Casas Bahia formalizou oposição ao plano de recuperação extrajudicial do GPA na Justiça de São Paulo, alegando que a varejista não detalhou o passivo total submetido à reestruturação. Sem esse número, torna-se impossível auditar a veracidade da aprovação de 57,49% dos créditos que a companhia diz ter obtido. A contestação expõe uma fratura exposta no processo de R$ 4,5 bilhões e acende um alerta para todo credor não financeiro.

A manifestação atende a uma determinação da juíza Larissa Gaspar, que em 28 de agosto exigiu explicações das credoras que impugnaram o acordo. O GPA não se pronunciou até o momento.

O ponto cego do plano: meio bilhão fora do radar

O cerne da discórdia reside em dois blocos de valores excluídos do perímetro da recuperação pela própria devedora. A Casas Bahia aponta que R$ 392 milhões foram deixados de fora de forma genérica. Outros R$ 115 milhões, referentes a processos judiciais em andamento, foram descartados sob a alegação de serem “incertos ou ilíquidos”.

Somados, os valores superam R$ 507 milhões. Para a credora, a ausência de critérios objetivos impede saber se a maioria simples necessária para validar o plano foi realmente atingida ou se foi inflada artificialmente pela exclusão de devedores incômodos.

  • R$ 392 milhões: Excluídos genericamente do rol de credores.
  • R$ 115 milhões: Processos judiciais classificados como incertos/ilíquidos.
  • Total contestado: R$ 507 milhões fora da conta oficial.

Por que o Ministério Público também disse “não”

A posição da Casas Bahia não é isolada.
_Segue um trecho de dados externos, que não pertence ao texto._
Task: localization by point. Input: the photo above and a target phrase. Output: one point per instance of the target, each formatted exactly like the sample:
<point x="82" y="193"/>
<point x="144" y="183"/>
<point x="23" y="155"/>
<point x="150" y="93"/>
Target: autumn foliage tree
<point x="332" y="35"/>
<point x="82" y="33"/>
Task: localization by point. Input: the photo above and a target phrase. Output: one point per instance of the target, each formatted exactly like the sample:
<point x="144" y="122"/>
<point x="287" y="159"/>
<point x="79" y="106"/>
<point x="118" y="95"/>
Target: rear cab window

O Ministério Público de São Paulo já havia se manifestado pelo indeferimento do plano. O argumento do órgão é técnico, mas fatal: o grupo de credores reunido pelo GPA é heterogêneo demais.

No mesmo “bolso” foram colocados bancos, fundos de investimento, debenturistas, titulares de CRIs e CCBs, além de credores de ações judiciais. Para o MP, a falta de identidade econômica entre esses perfis inviabiliza a votação em bloco. A legislação exige homogeneidade para que a maioria possa vincular a minoria dissidente.
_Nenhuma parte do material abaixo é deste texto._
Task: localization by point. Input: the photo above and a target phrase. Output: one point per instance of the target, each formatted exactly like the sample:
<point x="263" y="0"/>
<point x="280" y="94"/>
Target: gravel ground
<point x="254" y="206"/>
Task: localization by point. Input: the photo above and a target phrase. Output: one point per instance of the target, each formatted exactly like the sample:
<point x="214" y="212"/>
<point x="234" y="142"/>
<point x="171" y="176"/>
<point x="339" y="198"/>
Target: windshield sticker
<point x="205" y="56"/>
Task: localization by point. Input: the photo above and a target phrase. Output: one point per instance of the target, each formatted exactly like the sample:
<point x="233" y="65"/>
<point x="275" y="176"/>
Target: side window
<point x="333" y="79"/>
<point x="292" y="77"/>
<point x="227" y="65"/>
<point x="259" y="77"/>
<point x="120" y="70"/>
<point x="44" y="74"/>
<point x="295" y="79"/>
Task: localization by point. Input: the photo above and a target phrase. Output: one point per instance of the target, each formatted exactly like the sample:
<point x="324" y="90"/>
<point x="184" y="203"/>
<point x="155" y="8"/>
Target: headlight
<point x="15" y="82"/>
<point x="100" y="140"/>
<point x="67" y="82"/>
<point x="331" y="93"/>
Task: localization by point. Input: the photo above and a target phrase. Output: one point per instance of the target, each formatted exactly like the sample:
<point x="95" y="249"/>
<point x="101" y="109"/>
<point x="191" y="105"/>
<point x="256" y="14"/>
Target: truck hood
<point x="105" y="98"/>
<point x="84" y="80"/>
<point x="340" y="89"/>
A conta que não fecha para a ex-Via Varejo

A dívida do GPA com a Casas Bahia soma R$ 231,7 milhões, origem de acordos firmados na constituição da antiga Via Varejo. O detalhe crucial: R$ 174,2 milhões desse total deveriam ter sido pagos em 3 de março, por força de decisão judicial.

O pagamento não ocorreu. Uma semana depois, o GPA protocolou o pedido de recuperação extrajudicial. A Casas Bahia argumenta que esse valor específico possui natureza distinta — é uma obrigação judicial vencida e não paga — e, portanto, não poderia ser submetido ao plano de reestruturação. A empresa pede a reclassificação dos créditos, separando financeiros de não financeiros.

O “pulo do gato” jurídico: a figura do administrador judicial

O advogado André Bergamaschi, do BMBZ, explica que a raiz do problema está na arquitetura da recuperação extrajudicial. Diferente da judicial, onde um administrador fiscaliza a devedora desde o dia um, na extrajudicial a empresa define sozinha a lista de créditos elegíveis.

Essa liberdade permite agilidade, mas cria um vácuo de verificação. “O critério estabelecido deve ser seguro e de aferição objetiva e fácil”, resume Bergamaschi. A nomeação de um administrador judicial — pedida tanto pela Casas Bahia quanto pelo MP — surge como a única ponte para igualar o jogo e auditar os números apresentados pelo GPA.

O que observar daqui para frente

O processo entra agora em uma zona de penumbra regulatória. A recuperação extrajudicial permite protocolo provisório com apenas 33% de adesão, dando 90 dias para a devedora atingir os 50% + 1 necessários à validação definitiva. O GPA afirma ter alcançado o quórum final, mas a contestação dos números invalida essa certeza.

Três variáveis definirão os próximos capítulos: a decisão da juíza sobre a nomeação do administrador judicial, a eventual reclassificação das classes de credores e a capacidade do GPA de recompor a maioria qualificada caso os créditos excluídos sejam reincorporados. Para investidores e fornecedores, o sinal é claro: em recuperações extrajudiciais, a transparência da lista de credores vale mais que a velocidade do acordo.